The equatorial region includes most countries in Africa and South America. The only exceptions are North Korea and part of Siberia Russia that lie outside the tropics but still near them. These areas experience tropical climates, except during the coldest months of January and February when the sun doesn't rise at all.
In fact, if you travel to either of these regions, you'll notice that the sun seems to disappear altogether for a few hours each day. During this time, it is completely hidden by clouds or darkness.
The vernal equinox On the first day of spring (vernal equinox) and the first day of fall, the sun is directly above at noon on the equator (autumnal equinox). As you move away from the equator, it takes longer for the sun to reach its highest point in the sky. At the poles, where it doesn't rise at all, the vernal equinox doesn't occur.

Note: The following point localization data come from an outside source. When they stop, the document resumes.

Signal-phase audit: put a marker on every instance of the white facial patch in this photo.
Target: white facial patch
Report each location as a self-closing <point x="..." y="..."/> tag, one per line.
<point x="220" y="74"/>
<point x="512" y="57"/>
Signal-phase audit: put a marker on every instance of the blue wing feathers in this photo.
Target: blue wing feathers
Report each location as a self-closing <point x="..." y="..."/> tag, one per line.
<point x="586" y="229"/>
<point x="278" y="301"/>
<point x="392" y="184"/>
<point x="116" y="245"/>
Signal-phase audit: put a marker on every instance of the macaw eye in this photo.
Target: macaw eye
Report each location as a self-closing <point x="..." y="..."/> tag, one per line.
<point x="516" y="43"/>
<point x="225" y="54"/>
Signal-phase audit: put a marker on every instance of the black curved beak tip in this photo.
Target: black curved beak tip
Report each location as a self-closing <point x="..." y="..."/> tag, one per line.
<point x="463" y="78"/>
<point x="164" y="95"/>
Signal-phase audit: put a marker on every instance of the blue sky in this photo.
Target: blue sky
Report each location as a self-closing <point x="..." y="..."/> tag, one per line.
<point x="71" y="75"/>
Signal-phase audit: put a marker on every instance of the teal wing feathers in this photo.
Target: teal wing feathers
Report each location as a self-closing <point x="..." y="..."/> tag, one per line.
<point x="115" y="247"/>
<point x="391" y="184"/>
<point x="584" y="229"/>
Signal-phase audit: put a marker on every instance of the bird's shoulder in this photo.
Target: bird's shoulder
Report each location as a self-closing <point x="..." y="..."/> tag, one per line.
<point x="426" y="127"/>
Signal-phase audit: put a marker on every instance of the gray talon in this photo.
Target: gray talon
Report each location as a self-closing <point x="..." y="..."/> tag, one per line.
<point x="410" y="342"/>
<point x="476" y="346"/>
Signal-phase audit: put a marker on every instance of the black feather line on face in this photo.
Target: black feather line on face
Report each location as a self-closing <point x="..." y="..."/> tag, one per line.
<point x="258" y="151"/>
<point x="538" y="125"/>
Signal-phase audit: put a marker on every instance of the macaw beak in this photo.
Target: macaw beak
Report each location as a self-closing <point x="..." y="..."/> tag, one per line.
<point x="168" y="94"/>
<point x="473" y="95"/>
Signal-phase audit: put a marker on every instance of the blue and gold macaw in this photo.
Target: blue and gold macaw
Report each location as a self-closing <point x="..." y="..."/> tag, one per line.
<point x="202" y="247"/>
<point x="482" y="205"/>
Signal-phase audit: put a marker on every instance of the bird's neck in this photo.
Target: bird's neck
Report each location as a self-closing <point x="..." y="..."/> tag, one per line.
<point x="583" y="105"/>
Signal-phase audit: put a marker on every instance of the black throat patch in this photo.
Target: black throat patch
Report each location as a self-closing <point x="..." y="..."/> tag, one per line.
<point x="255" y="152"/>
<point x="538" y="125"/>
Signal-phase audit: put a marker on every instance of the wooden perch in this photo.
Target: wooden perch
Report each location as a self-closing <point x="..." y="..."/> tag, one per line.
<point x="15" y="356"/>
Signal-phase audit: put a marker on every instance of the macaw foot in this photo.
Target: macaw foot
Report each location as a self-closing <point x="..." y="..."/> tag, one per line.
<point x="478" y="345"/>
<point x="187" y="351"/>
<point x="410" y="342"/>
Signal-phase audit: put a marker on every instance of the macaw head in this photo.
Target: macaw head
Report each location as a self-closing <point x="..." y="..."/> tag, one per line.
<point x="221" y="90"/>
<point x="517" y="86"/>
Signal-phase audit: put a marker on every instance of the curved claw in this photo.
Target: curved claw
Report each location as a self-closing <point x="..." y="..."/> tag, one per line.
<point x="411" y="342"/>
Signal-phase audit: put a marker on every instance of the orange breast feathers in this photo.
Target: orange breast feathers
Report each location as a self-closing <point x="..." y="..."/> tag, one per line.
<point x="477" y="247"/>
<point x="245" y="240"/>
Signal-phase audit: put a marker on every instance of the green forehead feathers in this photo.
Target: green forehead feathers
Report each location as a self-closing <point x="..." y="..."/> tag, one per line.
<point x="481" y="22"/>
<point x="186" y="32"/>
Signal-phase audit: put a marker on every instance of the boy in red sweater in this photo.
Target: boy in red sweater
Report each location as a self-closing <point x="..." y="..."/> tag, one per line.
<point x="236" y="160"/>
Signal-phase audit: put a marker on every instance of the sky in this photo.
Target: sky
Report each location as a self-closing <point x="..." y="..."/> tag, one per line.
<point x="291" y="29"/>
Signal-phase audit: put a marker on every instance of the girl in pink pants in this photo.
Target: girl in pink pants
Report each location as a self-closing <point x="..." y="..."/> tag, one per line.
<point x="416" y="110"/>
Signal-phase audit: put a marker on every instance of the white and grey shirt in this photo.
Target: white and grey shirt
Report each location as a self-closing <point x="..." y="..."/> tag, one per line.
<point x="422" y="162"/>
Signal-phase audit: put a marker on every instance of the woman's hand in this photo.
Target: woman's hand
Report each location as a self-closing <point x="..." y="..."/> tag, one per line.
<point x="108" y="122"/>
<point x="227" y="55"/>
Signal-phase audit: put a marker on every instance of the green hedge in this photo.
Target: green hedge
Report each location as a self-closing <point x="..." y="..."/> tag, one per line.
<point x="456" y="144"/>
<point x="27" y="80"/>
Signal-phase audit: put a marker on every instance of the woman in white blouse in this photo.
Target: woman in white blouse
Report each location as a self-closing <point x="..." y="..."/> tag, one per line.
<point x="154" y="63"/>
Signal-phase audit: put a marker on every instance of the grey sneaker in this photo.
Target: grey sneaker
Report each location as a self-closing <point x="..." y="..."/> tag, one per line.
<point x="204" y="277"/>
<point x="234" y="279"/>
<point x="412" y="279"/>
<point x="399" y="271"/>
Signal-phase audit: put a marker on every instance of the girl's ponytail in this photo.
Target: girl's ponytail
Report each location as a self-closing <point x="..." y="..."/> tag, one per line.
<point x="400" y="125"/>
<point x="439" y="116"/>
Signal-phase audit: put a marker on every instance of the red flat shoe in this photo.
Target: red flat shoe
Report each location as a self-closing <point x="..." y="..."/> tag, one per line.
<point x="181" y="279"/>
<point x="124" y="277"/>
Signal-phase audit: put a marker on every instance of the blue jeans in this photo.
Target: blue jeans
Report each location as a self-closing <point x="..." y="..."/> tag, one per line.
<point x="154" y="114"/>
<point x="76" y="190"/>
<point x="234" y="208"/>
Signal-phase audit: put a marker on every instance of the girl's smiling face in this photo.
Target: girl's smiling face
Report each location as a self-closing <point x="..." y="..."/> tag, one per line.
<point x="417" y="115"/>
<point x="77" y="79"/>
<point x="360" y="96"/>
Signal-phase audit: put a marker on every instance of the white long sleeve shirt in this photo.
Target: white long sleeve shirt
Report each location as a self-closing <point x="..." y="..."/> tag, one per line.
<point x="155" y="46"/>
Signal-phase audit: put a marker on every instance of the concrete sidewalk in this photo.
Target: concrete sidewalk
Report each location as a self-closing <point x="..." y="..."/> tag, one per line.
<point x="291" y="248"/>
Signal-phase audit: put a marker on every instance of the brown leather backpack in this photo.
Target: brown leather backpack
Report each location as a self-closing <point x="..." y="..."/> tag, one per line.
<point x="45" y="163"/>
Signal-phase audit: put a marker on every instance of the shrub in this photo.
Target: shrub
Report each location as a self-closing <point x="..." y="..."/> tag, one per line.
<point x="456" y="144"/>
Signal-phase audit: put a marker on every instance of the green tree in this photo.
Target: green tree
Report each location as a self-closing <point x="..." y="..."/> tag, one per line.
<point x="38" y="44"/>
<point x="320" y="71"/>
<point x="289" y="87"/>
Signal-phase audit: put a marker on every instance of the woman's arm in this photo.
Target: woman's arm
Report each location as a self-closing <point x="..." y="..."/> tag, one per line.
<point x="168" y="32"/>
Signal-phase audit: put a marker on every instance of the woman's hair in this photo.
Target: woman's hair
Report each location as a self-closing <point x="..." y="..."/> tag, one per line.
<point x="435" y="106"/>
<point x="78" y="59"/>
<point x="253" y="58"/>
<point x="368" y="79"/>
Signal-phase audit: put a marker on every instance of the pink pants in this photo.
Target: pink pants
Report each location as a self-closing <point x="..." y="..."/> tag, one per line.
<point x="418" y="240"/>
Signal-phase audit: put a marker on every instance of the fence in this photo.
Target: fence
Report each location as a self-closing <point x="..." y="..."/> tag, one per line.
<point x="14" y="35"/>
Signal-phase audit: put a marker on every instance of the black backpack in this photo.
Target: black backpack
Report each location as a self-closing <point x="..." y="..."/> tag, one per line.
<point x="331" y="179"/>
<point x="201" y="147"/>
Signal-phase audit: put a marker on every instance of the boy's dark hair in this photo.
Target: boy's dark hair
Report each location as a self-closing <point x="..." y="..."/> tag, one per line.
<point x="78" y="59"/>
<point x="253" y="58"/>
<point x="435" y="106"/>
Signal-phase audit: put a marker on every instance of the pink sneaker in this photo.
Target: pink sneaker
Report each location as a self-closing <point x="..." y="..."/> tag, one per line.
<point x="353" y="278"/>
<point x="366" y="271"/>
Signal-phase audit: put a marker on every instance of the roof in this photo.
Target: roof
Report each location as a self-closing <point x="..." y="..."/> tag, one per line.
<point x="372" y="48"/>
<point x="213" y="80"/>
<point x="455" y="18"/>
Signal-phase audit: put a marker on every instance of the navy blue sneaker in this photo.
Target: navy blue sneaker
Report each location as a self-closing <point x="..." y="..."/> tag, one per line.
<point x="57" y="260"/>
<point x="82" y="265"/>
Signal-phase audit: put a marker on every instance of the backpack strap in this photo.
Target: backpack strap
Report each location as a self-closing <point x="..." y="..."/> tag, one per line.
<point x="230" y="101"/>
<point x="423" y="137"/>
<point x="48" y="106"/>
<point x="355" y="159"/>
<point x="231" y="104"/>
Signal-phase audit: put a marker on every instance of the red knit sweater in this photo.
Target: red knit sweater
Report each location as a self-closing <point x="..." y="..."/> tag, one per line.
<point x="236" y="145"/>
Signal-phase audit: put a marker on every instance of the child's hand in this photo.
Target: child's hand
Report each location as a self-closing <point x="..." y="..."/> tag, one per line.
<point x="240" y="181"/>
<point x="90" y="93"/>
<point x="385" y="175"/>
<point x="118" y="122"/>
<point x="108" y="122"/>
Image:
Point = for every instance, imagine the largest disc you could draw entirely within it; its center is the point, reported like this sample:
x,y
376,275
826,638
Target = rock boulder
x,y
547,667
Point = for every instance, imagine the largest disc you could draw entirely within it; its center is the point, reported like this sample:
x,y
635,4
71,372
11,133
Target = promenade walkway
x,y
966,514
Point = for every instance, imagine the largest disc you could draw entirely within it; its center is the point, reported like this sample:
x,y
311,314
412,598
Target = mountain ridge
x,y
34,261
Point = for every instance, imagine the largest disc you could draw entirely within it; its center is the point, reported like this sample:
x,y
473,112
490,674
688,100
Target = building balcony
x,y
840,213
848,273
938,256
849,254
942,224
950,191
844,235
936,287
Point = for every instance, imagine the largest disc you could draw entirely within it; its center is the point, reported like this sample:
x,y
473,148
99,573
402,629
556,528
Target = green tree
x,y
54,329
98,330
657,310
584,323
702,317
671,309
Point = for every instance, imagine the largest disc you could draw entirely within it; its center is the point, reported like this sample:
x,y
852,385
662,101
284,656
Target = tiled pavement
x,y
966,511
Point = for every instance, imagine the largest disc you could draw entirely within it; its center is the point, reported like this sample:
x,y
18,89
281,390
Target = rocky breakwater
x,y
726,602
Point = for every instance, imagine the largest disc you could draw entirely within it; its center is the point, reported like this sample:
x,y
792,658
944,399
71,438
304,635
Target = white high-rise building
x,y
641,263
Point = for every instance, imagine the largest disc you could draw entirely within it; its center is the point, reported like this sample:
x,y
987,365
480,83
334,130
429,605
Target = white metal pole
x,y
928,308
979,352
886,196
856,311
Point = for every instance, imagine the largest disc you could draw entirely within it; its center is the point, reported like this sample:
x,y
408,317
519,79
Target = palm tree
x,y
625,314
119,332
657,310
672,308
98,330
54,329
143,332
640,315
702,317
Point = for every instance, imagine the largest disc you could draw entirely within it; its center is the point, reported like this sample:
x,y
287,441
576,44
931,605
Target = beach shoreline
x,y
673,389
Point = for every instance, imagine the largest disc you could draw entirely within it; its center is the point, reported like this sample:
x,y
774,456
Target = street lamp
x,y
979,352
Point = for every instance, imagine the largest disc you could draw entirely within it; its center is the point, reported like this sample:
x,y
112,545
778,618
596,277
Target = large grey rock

At other times of the year, when the Earth is not at the same angle as the Sun, there will be local conditions that cause different parts of the planet to experience either spring or autumn. For example, in the southern hemisphere, where we would call summer, the sun rises about 65 degrees east of south, which means that at mid-summer it is still winter over much of Australia. South of 35 degrees east longitude, the sun never reaches 13th heaven; instead, it sets every night around midnight. The reason is that at those latitudes the atmosphere is very thick with clouds most of the time, so no part of Australia ever sees direct sunlight for more than a few hours each day.
In northern Canada, where we would call winter, the reverse is true: the sun reaches its highest point in the sky at midday, even though it is in the middle of summer.